Furthermore, many Chinese universities still struggle with providing social science training (including ethics training)within science, engineering, and related degree programs. And until very recently, the field of science and technology studies in China mostly consisted of philosophers and statisticians who have limited experience with the kind of qualitative research that is key to providing a “thick” account of the hows and whys of research practice in China.
Our Chinese colleagues are eager to overcome this chronic issue, and in our meetings they were as interested in new regulatory visions and ideas as in the social research methods that helped develop these views. Engaging with Chinese academics and asking for clarification about their thinking is one way to help them present their work in context. This simple point cannot be taken for granted, as it requires Western academics to get beyond the habitual mindset of seeing China as homogenous and encourages and enables context-specific dialogues.

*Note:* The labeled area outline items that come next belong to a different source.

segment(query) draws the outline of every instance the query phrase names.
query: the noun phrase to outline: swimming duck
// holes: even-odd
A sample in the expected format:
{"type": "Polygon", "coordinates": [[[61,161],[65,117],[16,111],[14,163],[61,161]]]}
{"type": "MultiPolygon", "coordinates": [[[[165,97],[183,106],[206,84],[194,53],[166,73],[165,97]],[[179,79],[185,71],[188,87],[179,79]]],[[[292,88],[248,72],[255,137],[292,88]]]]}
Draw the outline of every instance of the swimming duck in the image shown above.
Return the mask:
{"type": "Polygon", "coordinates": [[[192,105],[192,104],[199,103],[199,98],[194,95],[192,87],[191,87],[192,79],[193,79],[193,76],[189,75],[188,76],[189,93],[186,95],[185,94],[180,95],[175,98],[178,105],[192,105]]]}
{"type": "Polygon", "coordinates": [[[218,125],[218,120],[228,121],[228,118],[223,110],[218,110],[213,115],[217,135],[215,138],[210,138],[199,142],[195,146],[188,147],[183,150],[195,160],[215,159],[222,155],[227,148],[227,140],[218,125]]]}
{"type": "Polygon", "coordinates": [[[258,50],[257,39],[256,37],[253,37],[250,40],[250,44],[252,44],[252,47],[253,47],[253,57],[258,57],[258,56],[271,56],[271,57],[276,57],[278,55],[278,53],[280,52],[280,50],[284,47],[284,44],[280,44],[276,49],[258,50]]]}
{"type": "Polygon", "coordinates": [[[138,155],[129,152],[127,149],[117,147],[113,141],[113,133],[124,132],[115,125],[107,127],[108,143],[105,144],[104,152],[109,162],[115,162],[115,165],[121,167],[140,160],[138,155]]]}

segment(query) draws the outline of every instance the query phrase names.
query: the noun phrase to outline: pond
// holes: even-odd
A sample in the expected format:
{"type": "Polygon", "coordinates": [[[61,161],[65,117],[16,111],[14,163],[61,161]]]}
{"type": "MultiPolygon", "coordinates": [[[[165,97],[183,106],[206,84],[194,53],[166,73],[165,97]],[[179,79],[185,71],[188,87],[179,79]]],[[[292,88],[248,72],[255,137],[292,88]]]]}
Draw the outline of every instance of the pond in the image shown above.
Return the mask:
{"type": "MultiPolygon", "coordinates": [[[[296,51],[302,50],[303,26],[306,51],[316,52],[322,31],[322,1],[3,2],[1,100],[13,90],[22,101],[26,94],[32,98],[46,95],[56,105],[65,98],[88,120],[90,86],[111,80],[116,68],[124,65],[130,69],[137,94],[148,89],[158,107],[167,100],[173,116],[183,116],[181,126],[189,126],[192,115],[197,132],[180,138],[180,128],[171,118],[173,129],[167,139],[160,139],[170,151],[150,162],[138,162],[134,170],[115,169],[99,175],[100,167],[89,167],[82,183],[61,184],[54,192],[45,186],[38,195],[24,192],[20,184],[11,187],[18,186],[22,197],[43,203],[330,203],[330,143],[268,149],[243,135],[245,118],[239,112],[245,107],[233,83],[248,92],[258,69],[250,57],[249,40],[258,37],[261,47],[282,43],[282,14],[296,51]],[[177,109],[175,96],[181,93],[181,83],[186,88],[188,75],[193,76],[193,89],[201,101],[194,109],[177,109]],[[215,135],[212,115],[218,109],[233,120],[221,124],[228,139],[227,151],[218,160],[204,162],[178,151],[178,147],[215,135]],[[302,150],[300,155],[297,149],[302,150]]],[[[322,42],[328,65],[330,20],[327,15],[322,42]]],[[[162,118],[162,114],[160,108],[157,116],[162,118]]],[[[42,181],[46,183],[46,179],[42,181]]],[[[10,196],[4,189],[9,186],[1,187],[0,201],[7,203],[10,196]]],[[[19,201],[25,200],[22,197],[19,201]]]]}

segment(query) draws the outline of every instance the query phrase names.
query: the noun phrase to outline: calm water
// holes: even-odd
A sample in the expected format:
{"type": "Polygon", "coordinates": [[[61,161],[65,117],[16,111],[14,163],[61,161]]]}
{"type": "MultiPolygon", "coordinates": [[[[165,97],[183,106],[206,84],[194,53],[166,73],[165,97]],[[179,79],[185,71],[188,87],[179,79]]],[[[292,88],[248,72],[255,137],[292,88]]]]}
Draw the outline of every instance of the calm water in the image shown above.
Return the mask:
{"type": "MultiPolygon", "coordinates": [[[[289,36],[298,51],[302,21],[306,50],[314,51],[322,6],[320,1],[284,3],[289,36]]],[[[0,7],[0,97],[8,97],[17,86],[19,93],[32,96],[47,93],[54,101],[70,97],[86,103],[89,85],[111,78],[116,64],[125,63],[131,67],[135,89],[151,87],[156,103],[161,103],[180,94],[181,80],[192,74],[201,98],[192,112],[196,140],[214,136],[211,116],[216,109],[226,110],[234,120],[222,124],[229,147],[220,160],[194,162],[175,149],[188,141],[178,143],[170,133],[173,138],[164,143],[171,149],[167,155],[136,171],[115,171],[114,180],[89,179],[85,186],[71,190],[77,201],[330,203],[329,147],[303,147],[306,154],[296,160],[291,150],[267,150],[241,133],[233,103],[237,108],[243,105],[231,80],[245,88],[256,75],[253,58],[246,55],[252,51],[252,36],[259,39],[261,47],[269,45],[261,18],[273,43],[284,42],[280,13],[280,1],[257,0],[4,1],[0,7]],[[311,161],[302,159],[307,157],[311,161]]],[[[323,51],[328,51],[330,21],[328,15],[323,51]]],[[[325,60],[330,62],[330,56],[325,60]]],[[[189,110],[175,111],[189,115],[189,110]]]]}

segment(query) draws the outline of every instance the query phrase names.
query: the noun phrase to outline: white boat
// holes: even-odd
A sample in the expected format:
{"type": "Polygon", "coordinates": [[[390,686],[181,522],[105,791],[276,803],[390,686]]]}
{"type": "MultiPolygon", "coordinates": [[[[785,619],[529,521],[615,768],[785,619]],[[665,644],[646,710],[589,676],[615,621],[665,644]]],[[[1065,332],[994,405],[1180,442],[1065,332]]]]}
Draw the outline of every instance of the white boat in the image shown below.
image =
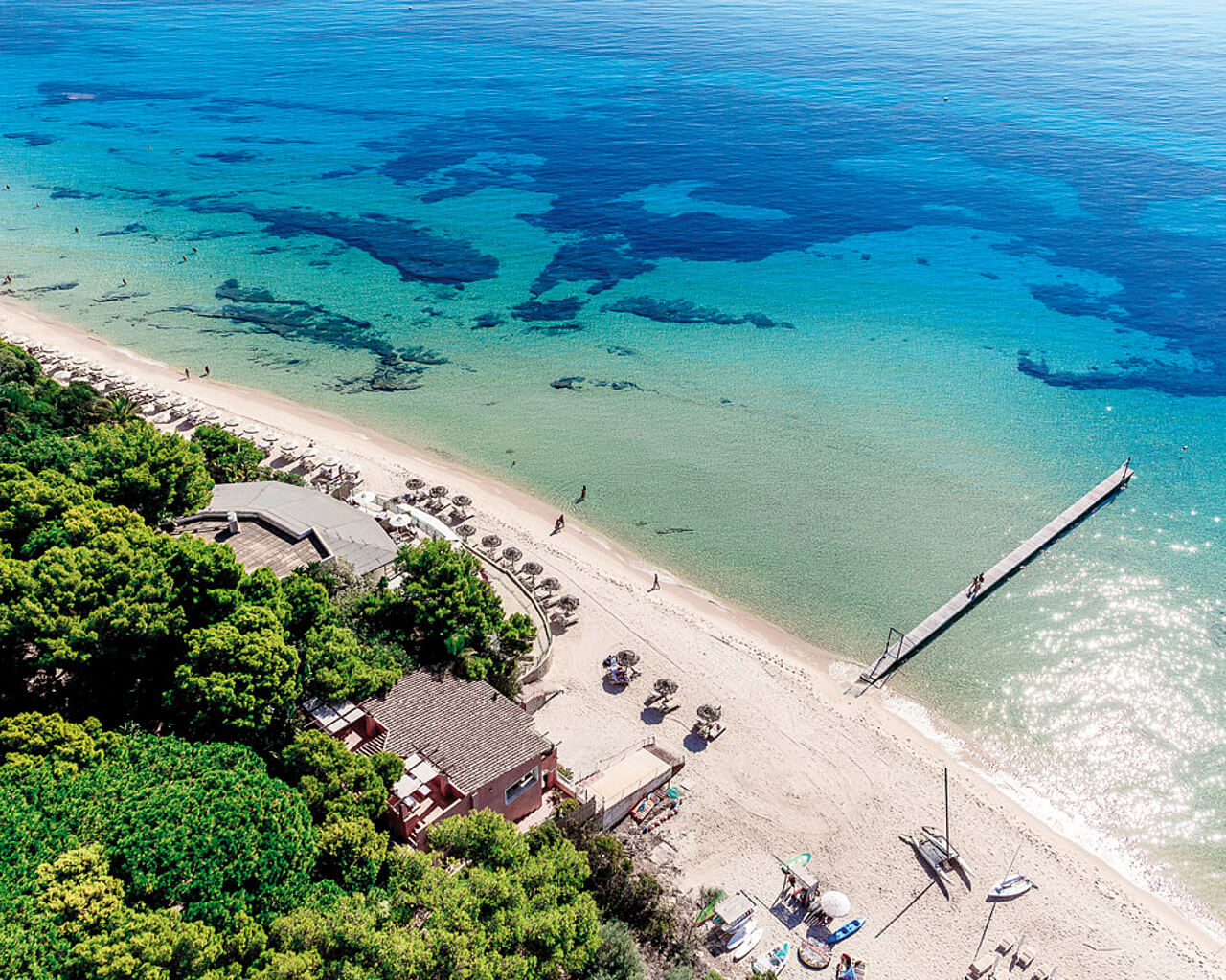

Misconceptions about Chinese science and scientists today are eerily similar to those once held about Soviet science and scientists, particularly in the weapons field during the Cold War. It was only through sustained cooperation and communications, enabled in part by reciprocal programs such as the US Cooperative Threat Reduction Program, that Western observers acquired a textured view of the variegated landscape of science and scientists in the Soviet and post-Soviet world. At the same time, these post-Soviet scientists also gained a better understanding of the strengths and limitations of their Western counterparts. In spite of the regular emergence of political tensions, particularly with Russia, this mutual understanding has led to a sustained dialogue, allowing for continued engagement during tensions and renewed cooperation after tensions died down.
While cooperative dialogue with China can achieve lofty geopolitical goals, it’s important to also pay attention to the individuals involved. This is to say, instead of denigrating China’s scientific rise as an achievement of an autocratic machine, scientists need to recognize the human story in the organization and delivery of these advancements, grasping both the societal reasoning and social ambivalences involved. Only through this recognition can researchers anticipate what changes could be on the horizon.
We started the BioGovernance Commons as a small endeavor to understand and bring together people from China and the West who are critical to the future of science. Although Western discourse is often preoccupied with whether Chinese scientists are sufficiently independent from the government, we believe a more fundamental question is how to nurture a shared culture and willingness for conversation. How do we make sure that different scientific communities can speak—and that we can hear each other when we do? For the three of us, the BioGovernance Commons is one way to create such a sustainable and meaningful dialogue.